Ministers' areas get more investment

 

CAPITAL SPENDING:CONSTITUENCIES WHERE the sitting TDs include Government Ministers receive higher infrastructure spending per head of population than those without, according to research findings presented to the conference.

A study of the allocation of the government’s capital spending budget between 2001 and 2007 by former Irish Timeseconomics editor Jane Suiter found that constituencies represented by the minister for finance over the period were more likely to receive higher allocations for the building of sports clubs.

For primary school grants, schools in constituencies held by the ministers for education and finance received more over the period, but there was a negative correlation between the size of the grants and the number of children aged between five and 12 in each constituency.
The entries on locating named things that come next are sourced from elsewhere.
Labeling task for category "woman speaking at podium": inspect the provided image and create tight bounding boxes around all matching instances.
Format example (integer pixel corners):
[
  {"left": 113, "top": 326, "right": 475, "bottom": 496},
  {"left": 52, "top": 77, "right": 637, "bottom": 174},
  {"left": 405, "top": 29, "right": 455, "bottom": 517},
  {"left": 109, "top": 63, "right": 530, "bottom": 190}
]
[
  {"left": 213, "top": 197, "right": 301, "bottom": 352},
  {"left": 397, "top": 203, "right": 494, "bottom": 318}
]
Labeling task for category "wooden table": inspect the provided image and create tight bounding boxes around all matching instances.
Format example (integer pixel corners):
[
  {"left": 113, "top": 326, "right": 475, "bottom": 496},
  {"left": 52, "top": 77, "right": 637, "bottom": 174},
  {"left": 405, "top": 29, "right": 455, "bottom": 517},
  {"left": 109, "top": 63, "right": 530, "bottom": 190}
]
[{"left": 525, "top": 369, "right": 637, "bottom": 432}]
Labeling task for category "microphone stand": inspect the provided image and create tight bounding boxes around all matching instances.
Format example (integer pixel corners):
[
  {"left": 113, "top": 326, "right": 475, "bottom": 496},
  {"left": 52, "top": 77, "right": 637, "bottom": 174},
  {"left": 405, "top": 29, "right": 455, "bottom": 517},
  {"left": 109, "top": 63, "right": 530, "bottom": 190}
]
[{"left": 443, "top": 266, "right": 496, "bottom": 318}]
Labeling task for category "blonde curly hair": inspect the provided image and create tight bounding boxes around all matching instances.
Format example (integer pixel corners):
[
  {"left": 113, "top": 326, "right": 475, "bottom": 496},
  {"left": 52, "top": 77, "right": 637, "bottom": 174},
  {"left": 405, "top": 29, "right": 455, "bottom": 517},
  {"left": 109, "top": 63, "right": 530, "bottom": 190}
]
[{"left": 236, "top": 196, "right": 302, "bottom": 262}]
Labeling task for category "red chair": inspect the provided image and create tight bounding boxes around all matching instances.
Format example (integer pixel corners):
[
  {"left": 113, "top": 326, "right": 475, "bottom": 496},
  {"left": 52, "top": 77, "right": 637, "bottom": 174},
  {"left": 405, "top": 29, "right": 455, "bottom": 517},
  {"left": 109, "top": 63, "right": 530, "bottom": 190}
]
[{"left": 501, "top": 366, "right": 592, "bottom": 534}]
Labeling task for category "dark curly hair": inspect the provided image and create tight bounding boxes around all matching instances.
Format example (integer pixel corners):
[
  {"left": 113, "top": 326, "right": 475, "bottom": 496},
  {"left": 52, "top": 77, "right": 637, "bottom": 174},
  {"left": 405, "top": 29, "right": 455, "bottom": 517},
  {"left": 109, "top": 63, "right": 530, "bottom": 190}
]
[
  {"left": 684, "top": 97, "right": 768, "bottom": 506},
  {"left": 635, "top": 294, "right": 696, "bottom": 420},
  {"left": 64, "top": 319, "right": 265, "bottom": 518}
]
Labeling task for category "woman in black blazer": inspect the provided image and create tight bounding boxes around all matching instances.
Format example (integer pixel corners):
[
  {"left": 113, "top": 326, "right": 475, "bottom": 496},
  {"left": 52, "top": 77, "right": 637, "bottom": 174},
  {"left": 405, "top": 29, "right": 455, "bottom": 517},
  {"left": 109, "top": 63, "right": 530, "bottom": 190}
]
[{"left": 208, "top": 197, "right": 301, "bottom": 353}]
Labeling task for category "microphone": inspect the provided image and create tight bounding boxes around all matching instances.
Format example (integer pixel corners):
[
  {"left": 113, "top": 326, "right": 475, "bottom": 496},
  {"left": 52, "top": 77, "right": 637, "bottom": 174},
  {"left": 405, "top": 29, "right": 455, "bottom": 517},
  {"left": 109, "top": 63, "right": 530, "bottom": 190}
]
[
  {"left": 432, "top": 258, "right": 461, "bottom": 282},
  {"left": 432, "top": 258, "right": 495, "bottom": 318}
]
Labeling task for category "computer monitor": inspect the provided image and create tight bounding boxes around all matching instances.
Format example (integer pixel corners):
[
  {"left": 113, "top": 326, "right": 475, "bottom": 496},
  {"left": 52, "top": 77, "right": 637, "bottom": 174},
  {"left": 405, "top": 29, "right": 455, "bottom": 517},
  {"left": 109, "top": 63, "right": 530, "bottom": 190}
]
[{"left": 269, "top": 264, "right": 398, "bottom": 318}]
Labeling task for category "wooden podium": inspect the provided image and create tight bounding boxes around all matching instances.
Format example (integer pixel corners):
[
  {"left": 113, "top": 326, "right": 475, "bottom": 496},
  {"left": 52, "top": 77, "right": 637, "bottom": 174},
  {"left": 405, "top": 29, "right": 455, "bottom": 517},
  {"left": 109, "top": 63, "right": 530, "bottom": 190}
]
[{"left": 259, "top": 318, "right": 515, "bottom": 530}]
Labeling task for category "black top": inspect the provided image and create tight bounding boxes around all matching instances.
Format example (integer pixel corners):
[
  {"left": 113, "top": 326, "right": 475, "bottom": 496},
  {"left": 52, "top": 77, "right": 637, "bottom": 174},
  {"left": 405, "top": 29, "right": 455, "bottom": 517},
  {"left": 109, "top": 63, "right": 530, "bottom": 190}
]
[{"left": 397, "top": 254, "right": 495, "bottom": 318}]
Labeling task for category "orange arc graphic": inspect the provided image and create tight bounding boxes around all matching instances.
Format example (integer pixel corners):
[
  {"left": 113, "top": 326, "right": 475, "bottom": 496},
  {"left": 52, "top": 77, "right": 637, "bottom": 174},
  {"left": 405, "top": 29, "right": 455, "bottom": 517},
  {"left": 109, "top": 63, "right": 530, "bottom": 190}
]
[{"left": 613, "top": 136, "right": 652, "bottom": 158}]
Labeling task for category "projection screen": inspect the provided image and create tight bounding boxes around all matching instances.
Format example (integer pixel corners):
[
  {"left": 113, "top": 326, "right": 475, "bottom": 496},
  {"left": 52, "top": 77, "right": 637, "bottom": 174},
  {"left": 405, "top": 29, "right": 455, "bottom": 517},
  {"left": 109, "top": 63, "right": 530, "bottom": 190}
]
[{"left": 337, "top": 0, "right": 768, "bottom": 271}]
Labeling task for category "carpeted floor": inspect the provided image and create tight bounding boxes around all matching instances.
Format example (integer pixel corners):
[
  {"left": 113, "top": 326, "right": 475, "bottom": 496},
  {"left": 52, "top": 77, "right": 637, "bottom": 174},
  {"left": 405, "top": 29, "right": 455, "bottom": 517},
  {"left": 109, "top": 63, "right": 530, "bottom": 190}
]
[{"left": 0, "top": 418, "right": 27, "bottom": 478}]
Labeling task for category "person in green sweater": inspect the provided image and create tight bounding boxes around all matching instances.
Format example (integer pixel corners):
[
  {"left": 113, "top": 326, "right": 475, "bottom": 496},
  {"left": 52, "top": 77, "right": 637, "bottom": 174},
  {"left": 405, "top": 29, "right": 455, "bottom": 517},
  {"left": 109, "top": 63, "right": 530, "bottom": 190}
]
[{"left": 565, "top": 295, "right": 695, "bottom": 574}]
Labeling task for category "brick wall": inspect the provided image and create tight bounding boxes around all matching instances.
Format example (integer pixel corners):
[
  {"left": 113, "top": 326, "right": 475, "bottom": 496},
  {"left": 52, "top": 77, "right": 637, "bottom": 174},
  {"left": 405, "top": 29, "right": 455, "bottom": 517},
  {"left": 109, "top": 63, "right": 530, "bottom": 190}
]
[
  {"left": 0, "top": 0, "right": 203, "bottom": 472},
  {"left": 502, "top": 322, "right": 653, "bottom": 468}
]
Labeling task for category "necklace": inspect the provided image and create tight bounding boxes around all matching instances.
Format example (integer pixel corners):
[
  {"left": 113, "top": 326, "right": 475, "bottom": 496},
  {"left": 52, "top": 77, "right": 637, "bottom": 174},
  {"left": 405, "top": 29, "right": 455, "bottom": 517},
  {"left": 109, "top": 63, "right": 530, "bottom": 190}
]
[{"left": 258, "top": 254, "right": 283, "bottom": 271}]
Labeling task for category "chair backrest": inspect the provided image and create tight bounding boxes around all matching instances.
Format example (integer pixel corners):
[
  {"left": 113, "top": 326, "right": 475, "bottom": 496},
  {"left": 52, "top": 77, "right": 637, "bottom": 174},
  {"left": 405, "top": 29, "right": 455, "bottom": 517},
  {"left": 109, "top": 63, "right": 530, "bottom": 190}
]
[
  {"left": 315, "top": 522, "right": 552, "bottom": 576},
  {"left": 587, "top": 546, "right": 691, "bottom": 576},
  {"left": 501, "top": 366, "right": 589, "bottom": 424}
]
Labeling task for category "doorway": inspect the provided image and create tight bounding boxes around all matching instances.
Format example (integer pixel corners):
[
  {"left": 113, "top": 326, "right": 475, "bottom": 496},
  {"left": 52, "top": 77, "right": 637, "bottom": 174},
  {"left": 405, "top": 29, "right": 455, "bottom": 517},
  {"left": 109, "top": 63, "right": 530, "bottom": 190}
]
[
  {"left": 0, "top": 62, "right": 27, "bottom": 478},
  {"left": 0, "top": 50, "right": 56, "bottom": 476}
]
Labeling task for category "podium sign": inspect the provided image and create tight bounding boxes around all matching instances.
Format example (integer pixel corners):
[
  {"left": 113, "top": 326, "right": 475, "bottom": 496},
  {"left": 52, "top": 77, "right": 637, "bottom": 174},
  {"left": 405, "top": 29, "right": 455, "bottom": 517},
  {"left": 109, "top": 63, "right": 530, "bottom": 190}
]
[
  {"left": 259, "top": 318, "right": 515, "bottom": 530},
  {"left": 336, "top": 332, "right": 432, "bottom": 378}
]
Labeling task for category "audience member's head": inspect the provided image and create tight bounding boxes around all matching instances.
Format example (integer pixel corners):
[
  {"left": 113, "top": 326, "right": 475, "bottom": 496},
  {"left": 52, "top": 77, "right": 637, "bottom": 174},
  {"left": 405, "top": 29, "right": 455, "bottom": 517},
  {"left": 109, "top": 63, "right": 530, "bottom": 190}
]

“Ministers and geography matter. There appears to be a policy to please the minister,” said Suiter, who is completing a PhD on the subject in Trinity College.

Civil servants were hampered by the lack of a national database on school infrastructure, while more detailed demographic information should be used when allocating funds, she said.

Also speaking at the conference, UCC economist Declan Jordan criticised the Government’s science, technology and innovation strategy, saying it was awash with “fuzzy concepts” and had little economic basis. “There is no strong correlation in any of the evidence that higher spending on RD leads to higher economic growth,” he said.

Minister for Education and Science Batt O’Keeffe said the Government would continue to concentrate on stimulating long-term activity and economic productivity under the “smart economy” umbrella. This was “not just about white coats and PhDs”, he said.

The Minister also told the Kenmare conference that social welfare spending must be reduced and public sector pay re-examined. The next few months would “test our mettle as a nation”, but “the experience of the 1980s shows us that delay makes the problem worse”, he said. As 38 per cent of current spending by the Government was on social welfare payments, “it must be reduced”.

Mr O’Keeffe asked the economists present “to help people understand why a difficult budget is necessary”. He added: “It’s very early in the stages of the debate on the estimates, but I can certainly say that we will be resolute on cutting spending.”

UCD economist Colm McCarthy said the perception among the public was that Government spending was already falling, however, spending was up 7.1 per cent over the past year.